The outer membrane is permeable to small molecules, but the inner membrane houses the ETC and ATP synthase. Its impermeability to ions creates the proton gradient essential for chemiosmosis Easy to understand, harder to ignore. Took long enough..
3. Can cells produce ATP without the Krebs cycle?
Yes, some cells (e.g., erythrocytes) rely solely on glycolysis. Even so, the yield is limited to 2 ATP per glucose, far less than the 30‑plus ATP obtained when the full respiratory chain operates.
4. What happens if Complex I is defective?
A defect reduces NADH oxidation, leading to lower ATP output and accumulation of NADH, which can inhibit upstream pathways and cause metabolic disorders such as mitochondrial myopathies.
5. How does the cell prevent a “short‑circuit” of electrons directly to oxygen?
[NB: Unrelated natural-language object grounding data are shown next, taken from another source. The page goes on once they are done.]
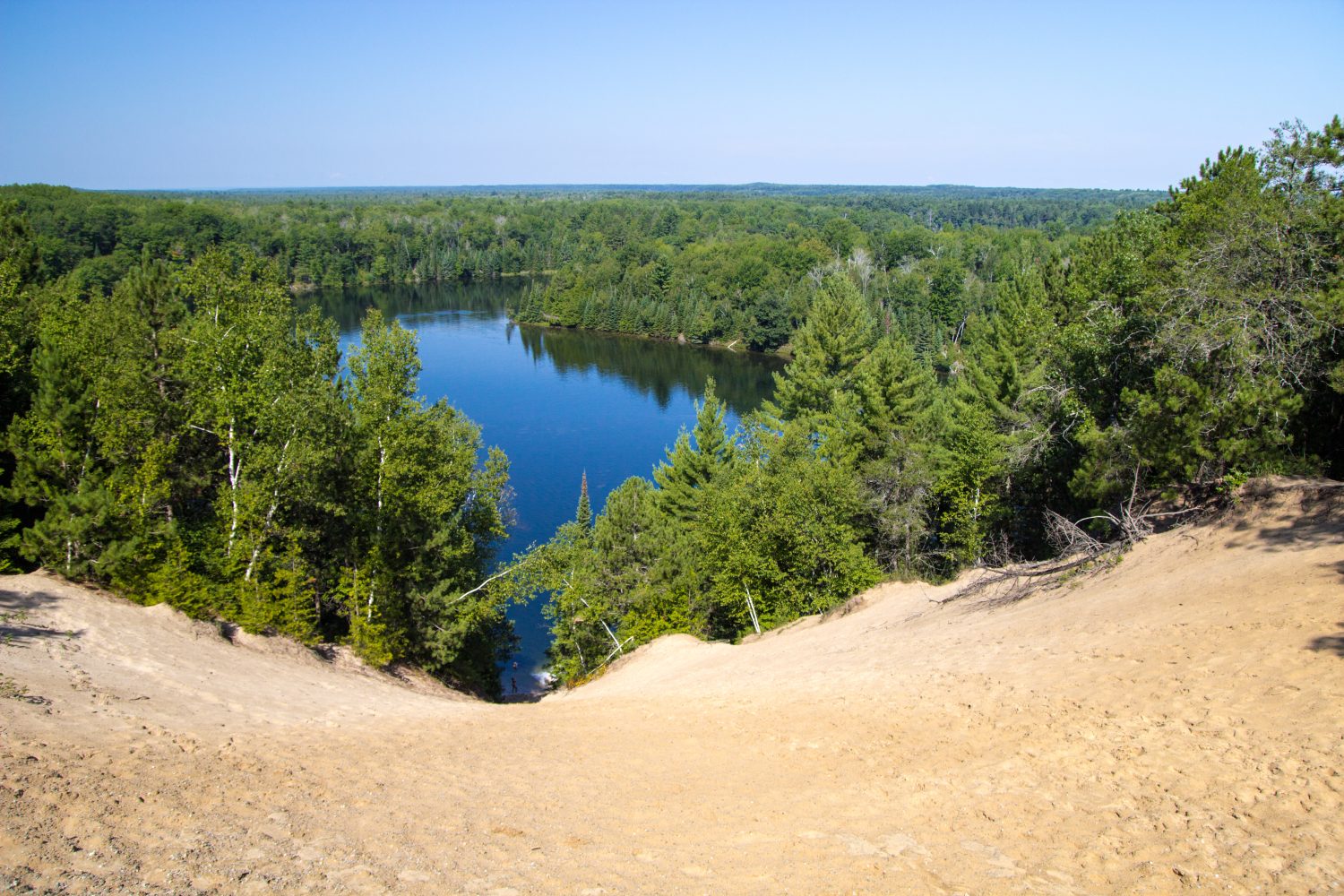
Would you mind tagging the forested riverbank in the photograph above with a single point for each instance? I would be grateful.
(965, 367)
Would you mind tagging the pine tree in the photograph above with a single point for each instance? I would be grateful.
(694, 460)
(825, 351)
(583, 514)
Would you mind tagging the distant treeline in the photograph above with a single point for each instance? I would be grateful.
(964, 367)
(1174, 352)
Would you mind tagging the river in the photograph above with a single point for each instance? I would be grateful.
(561, 403)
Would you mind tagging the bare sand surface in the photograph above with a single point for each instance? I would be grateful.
(1174, 723)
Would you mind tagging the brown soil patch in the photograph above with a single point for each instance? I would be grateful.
(1172, 723)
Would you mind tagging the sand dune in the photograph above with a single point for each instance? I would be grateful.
(1172, 723)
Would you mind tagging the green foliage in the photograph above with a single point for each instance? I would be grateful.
(187, 441)
(962, 362)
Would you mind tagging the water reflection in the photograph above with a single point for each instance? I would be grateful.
(658, 370)
(564, 405)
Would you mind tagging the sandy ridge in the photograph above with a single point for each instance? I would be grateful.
(1172, 723)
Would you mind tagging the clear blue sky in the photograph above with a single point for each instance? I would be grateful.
(220, 94)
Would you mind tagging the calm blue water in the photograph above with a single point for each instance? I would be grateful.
(558, 402)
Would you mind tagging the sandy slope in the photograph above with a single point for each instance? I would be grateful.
(1174, 723)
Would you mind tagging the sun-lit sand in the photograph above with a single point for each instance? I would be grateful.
(1172, 723)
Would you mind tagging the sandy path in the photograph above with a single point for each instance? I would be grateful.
(1174, 723)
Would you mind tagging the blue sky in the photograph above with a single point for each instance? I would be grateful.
(312, 94)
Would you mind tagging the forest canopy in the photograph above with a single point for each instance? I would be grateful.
(965, 366)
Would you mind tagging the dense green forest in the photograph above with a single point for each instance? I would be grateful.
(704, 263)
(965, 365)
(1172, 354)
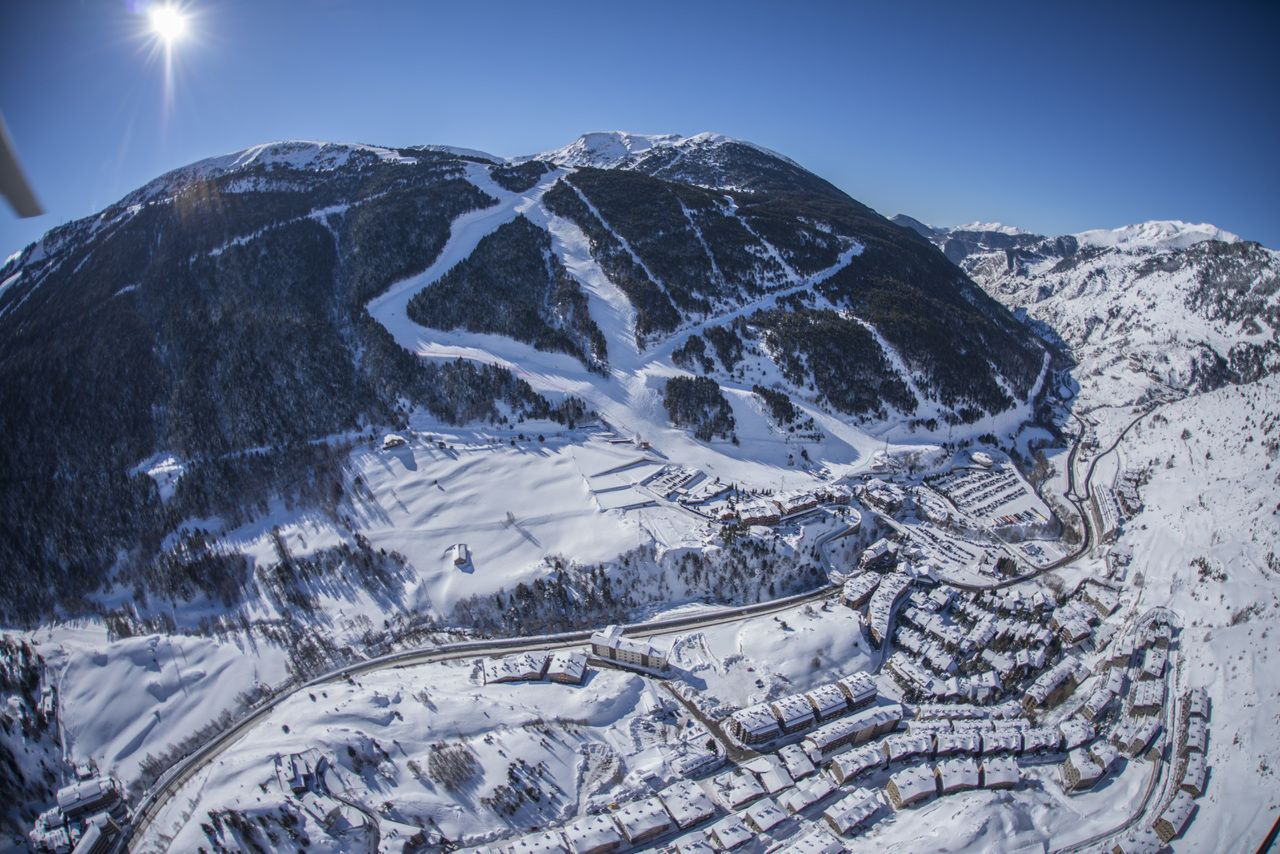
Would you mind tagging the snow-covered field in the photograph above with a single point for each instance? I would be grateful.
(524, 497)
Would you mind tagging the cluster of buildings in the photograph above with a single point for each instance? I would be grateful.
(561, 666)
(883, 601)
(798, 712)
(771, 510)
(882, 494)
(993, 492)
(612, 647)
(88, 816)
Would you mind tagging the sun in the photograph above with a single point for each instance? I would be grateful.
(168, 23)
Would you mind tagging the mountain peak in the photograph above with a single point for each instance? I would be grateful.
(1000, 228)
(612, 149)
(1156, 234)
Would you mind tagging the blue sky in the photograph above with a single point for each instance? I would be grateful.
(1056, 118)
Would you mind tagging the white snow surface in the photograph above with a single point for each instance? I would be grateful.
(1156, 234)
(1000, 228)
(611, 149)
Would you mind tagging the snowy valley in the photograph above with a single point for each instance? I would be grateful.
(932, 539)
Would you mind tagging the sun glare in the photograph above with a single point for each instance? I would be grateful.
(167, 22)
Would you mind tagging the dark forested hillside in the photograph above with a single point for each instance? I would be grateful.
(156, 327)
(529, 296)
(218, 314)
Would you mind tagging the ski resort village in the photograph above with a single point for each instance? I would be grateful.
(947, 652)
(653, 496)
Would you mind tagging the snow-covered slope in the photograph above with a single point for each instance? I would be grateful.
(621, 149)
(1155, 234)
(1160, 304)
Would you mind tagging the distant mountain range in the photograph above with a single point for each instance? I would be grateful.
(1164, 302)
(218, 338)
(238, 316)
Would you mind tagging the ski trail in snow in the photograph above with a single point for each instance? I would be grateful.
(767, 301)
(895, 359)
(621, 240)
(608, 306)
(702, 241)
(768, 247)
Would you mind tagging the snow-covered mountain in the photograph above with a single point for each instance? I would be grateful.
(1150, 305)
(200, 348)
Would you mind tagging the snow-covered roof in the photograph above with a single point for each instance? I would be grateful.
(730, 832)
(736, 788)
(764, 814)
(611, 149)
(1197, 702)
(566, 663)
(1075, 733)
(757, 720)
(795, 761)
(592, 832)
(828, 699)
(544, 843)
(1042, 738)
(905, 745)
(817, 841)
(807, 794)
(853, 809)
(1178, 814)
(859, 686)
(1001, 741)
(997, 771)
(688, 803)
(947, 743)
(959, 772)
(914, 782)
(643, 818)
(792, 711)
(520, 666)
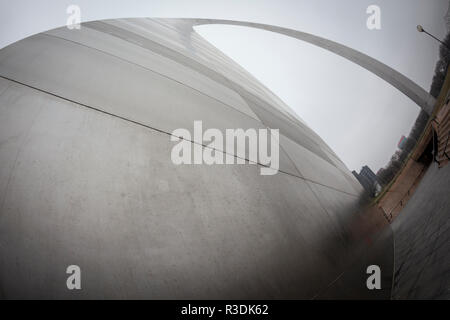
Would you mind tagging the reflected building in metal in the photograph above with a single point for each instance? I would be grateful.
(86, 177)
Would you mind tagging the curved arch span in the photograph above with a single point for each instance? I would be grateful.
(412, 90)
The protein complexes are arranged in a precise order, and electron carriers have specific redox potentials that enforce a unidirectional flow, minimizing leakage that would generate harmful reactive oxygen species (ROS) Worth keeping that in mind..
Conclusion
The correct sequence of events in cellular respiration—glycolysis, pyruvate oxidation, the citric‑acid cycle, and oxidative phosphorylation—represents a finely tuned, compartmentalized system that extracts maximal energy from glucose. Each step supplies the next with high‑energy electrons, while regulatory mechanisms adapt the flow to the cell’s needs. Mastery of this sequence not only clarifies how ATP is produced but also provides insight into metabolic diseases, exercise physiology, and the evolutionary advantage of aerobic metabolism. By appreciating the logical order and biochemical logic behind each stage, students and readers can connect textbook facts to the living reality of every cell that powers life.